The confusion matrix of CNN model.

Fig. 7.
figure 7

The confusion matrix of CNN-LSTM model.

Fig. 8.
figure 8

The confusion matrix of Attention-Based model.

Table 4 compared the three reference models (PCNN, CNN-LSTM, Attention-Based Model) in the classification of arrhythmia. The results showed that the Attention-based model was superior to the PCNN and CNN-LSTM models in the F1-score of all classes. Besides, due to the sample imbalance of the MIT-BIH database, we used the weighted F1-score indicator. In terms of accuracy, the CNN-LSTM model was generally highest, up to 87.0%. On account the Attention-Based model was modified based on the CNN-LSTM model, the two were more comparable, it can be seen that as the introduction of attention mechanism, the model can help us improve the recognition rate of abnormal heartbeats. Observed Figs. 6, 7 and 8, in the recognition rate of “S” heartbeats, Attention-based model exhibited better performance than the CNN and CNN-LSTM networks. Compared to the classification performance of different signal inputs, we are more inclined to recommend using the raw signal as the input of the inter-patient in the future arrhythmia classification research, because of its stable performance upon different deep learning network frameworks.

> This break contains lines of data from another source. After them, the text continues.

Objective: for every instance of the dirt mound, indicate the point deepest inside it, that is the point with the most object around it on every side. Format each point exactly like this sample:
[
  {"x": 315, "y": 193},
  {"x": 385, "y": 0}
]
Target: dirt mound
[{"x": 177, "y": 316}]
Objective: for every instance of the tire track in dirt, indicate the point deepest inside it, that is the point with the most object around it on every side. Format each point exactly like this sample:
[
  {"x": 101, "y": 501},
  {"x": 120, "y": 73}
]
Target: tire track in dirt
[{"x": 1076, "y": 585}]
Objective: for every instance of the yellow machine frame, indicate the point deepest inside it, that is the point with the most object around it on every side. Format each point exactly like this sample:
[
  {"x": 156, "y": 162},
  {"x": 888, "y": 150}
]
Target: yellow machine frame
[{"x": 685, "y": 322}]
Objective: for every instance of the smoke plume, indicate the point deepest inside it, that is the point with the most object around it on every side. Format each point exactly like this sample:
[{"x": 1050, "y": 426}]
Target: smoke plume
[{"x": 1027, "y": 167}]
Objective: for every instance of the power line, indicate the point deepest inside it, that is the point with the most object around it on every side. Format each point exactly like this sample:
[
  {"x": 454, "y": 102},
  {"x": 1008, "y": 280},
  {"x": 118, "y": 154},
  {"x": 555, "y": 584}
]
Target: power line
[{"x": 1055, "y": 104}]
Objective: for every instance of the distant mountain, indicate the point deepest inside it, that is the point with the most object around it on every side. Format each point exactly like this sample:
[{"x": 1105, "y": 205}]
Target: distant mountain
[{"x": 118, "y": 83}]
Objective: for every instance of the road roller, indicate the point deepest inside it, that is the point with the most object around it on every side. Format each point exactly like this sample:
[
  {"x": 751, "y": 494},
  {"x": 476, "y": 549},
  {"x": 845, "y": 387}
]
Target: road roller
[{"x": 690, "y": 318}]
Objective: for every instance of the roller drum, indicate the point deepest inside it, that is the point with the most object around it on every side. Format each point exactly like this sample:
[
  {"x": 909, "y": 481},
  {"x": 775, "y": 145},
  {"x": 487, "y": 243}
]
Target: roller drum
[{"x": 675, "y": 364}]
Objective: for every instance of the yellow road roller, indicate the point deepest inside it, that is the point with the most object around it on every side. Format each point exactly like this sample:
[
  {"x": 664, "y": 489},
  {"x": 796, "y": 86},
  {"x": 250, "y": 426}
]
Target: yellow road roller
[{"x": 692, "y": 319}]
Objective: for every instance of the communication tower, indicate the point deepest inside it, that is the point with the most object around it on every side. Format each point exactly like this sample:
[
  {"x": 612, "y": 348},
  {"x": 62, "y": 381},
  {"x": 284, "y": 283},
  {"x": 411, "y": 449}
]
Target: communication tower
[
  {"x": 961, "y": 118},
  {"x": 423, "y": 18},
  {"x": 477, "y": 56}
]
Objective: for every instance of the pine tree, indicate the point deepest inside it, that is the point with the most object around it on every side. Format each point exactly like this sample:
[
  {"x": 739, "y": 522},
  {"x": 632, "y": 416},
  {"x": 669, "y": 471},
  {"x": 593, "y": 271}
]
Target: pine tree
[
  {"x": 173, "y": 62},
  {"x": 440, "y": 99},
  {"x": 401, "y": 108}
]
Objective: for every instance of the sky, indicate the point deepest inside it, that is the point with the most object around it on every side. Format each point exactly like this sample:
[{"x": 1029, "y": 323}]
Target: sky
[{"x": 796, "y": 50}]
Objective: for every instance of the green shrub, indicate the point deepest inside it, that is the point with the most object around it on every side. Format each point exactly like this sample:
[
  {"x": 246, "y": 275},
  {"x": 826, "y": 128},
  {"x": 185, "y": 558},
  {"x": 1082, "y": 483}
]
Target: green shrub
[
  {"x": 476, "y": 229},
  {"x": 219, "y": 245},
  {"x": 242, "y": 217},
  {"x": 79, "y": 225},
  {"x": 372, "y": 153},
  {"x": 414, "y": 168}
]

7 Discussion and Conclusion

As a result of the long history of ECG classification researches, these works used different datasets and detected different types of arrhythmia. It is unfair to compare it with them directly. In this paper, we proposed three different ECG signal inputs and used four different deep learning networks CNN, CNN-LSTM, Attention-Based model to do the intra-patient and inter-patient evaluation on the MIT-BIH dataset. The results showed that deep learning networks can generally achieve good classification performance on the MIT-BIH database. The CNN network is good at capturing spatial features, the LSTM network is suitable for processing time-series signals. Compared with the classification performance of CNN and CNN-LSTM, the combined performance of the two will be superior to the single CNN network. In addition, the introduction of the attention mechanism helps the model locate the important information part of the ECG signal and improve the interpretability of the model. The results of the Attention-Based model also showed that in future ECG classification research, it is important to focus on the subtle information part of the ECG signal. ResNet model has good behavior in intra-patient classification, but due to its complicated network structure and expensive training cost, we tend to recommend the simplified network (layers number did not exceed 15) in the heartbeats classification based on the MIT-BIH database. Due to the particularity of the MIT-BIH dataset, the numbers of normal heartbeats were far more than the abnormal. Therefore, experimental results with high accuracy were more inclined to the normal class. The phenomenon was obvious in the inter-patient experiments. It can be considered that keep a balance of the sample numbers between classes or using weighted evaluation indicators to compare performance more fairly. In this research, we used three different inputs, the raw signal, the denoised signal, and the handcrafted features, discussed the impact and significance of each input on the performance and applicability of our heartbeat classification method. It can be seen that the raw signal performance was more stable than the others. So we recommend using the raw signal in future works.